The first round of immigration was relatively painless. There were many uninhabited worlds where displaced populations could move. They were not always ideal but still far better than a world that was going to be consumed. More stars and planets fell to the Burn, and people that thought they had moved somewhere safe were once again in danger. This time there was not enough room to house all of those fleeing the phenomenon. Planets became overpopulated and turned refugees away. Populations were trapped aboard starships with nowhere to land. Conflicts broke out everywhere as groups of sapients fought to find places to live, while others fought to keep their planet’s resources balanced against growing populations. Planetary governments went to war with each other; cities burned to the ground after months of looting and rioting. Many turned to a life of crime to make ends meet.

Strange creatures who could survive in space, previously living in far parts of the galaxy and now chased by the Burn, also made themselves known in this age. These violent monsters wanted homes of their own and drove off, killed, or made subservient other beings living upon the planets and moons they desired.

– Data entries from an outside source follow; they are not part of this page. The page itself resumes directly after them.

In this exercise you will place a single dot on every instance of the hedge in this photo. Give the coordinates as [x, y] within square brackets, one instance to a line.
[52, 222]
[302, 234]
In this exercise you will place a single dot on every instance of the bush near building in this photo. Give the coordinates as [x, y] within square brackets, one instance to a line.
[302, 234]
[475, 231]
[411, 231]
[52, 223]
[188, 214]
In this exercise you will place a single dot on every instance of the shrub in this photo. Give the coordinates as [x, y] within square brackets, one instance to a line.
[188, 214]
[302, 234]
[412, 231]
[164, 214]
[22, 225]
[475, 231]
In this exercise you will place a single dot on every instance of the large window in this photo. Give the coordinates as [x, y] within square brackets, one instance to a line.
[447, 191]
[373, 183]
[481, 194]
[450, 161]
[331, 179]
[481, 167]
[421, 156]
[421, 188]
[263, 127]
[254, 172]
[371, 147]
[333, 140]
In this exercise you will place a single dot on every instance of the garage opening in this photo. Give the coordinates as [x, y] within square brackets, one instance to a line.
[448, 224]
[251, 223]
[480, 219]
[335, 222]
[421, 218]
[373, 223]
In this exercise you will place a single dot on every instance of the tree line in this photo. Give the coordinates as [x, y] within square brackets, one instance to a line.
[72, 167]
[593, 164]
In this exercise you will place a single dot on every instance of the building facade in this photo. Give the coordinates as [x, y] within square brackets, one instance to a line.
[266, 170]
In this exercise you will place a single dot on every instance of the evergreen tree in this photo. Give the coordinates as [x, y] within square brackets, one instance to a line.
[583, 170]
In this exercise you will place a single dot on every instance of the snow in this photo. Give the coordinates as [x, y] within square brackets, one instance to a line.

The erratic pattern and pace of the Burn means one never knows which planet at its edge could go next. Those with the most power try to move toward and hold the desirable center of Olaxis, an area constantly redefined as the Burn consumes different parts of the galaxy at varying rates.

The core experience of Burn Bryte takes place in 968 D.M. with the Burn in full swing after several generations experienced the disruption to society. It is a time of change and tension but also opportunity and adventure.